All through high school, Wheeler believed he would become an engineer and even wanted to attend MIT.

But after studying architecture for a year at Texas A&M University, he transferred to UNT in 1989. He was motivated partially by his older sister, who was a student at Texas Woman's University at the time, and partially by an A&M architecture professor who encouraged him to seek a background in visual art.

At first, Wheeler had been hesitant to take up art in school. His grandfather, a professional painter, showed him that many artists must struggle to make a living.

At UNT, he studied art for seven years, earning a bachelor of fine arts degree in ceramics. He was able to balance a full-time job at Eye Masters while maintaining the active life of a student.

"I was happy to take any class that they would let me in to," he says. "Ceramics was a huge challenge, and the program demanded a lot of work. The work ethic that I learned from the faculty was great."

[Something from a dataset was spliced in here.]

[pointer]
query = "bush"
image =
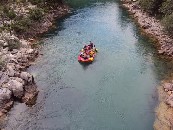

In his spare time, Wheeler works on a new home that he recently bought with his wife. He also designs and constructs modernist furniture.

He has traveled all over the United States as well, he says, thanks to Diana Block, director of the UNT Art Gallery. Block gave Wheeler a chance to supervise and manage UNT's art exhibits, which then went on tour to cities such as New York, Los Angeles and Seattle. His knowledge of exhibit assembly and experience working with artists led, in part, to his current position with Elm Fork, and he continues working with the gallery.